Он пасмурно выслушал мой доклад.
- Так-с, так-с… Значит, ваш метод явно несостоятелен. Ведь вот это и это бесспорно один голос: допрашивали именно этого болвана. А налицо очевидные различия… Понимаю, понимаю, тут шумы, насморк, другие интонации, другой телефон… Все так. Но так же всегда будет. Всегда придется сравнивать разговоры, происходившие в разных условиях… Значит, напрасно мы с Абрамом Менделевичем так рекламировали ваши эпохальные открытия… Осрамились мы с вашей фоноскопией!
- Она еще не существует, Антон Михайлович, эта наша фоноскопия. Она еще не родилась, а только зарождается. Именно так я вам все время и докладываю. Фоноскопия - еще не действительность, а возможность. Но возможность реальная, в этом я твердо убежден. Уже сегодня я могу с достаточной уверенностью обнаружить тождество голоса в разных записях. Могу сказать: вот эти и эти детали на звуковиде, вот такие и такие статистические данные свидетельствуют, что в этих разных случаях говорил один и тот же человек… И могу объяснить, почему я в этом уверен. Однако мне почти вовсе неизвестны возможности видоизменения одного и того же голоса, неизвестны пределы, в которых может варьироваться, искажаться, и нарочно и ненарочно, один и тот же голос…

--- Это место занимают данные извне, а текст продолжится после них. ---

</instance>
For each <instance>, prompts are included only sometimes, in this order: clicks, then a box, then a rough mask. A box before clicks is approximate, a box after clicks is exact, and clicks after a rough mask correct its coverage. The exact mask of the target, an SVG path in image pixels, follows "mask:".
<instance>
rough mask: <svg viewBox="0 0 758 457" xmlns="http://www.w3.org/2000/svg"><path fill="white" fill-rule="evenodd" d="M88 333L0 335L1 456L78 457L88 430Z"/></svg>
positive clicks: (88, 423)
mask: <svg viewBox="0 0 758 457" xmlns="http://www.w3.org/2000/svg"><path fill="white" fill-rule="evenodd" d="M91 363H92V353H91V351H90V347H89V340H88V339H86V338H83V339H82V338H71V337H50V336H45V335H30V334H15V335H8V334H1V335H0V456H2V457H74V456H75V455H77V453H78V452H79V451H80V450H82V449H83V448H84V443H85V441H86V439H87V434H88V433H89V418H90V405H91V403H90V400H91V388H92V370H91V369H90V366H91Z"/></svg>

- Иными словами, вы можете пользоваться всей нашей акустической техникой так же, как цыганка колодой карт или кофейной гущей?
- Отнюдь нет! Совсем напротив: я стремлюсь к точному, объективному исследованию, а не к гаданию. Положительный ответ я при известных условиях могу уже сейчас находить. Но отрицательный, как видите, сомнителен… И я не могу быть уверенным в отрицательных ответах до тех пор, пока мы не установим пределов отклонений… Для этого необходимо провести тысячи опытов.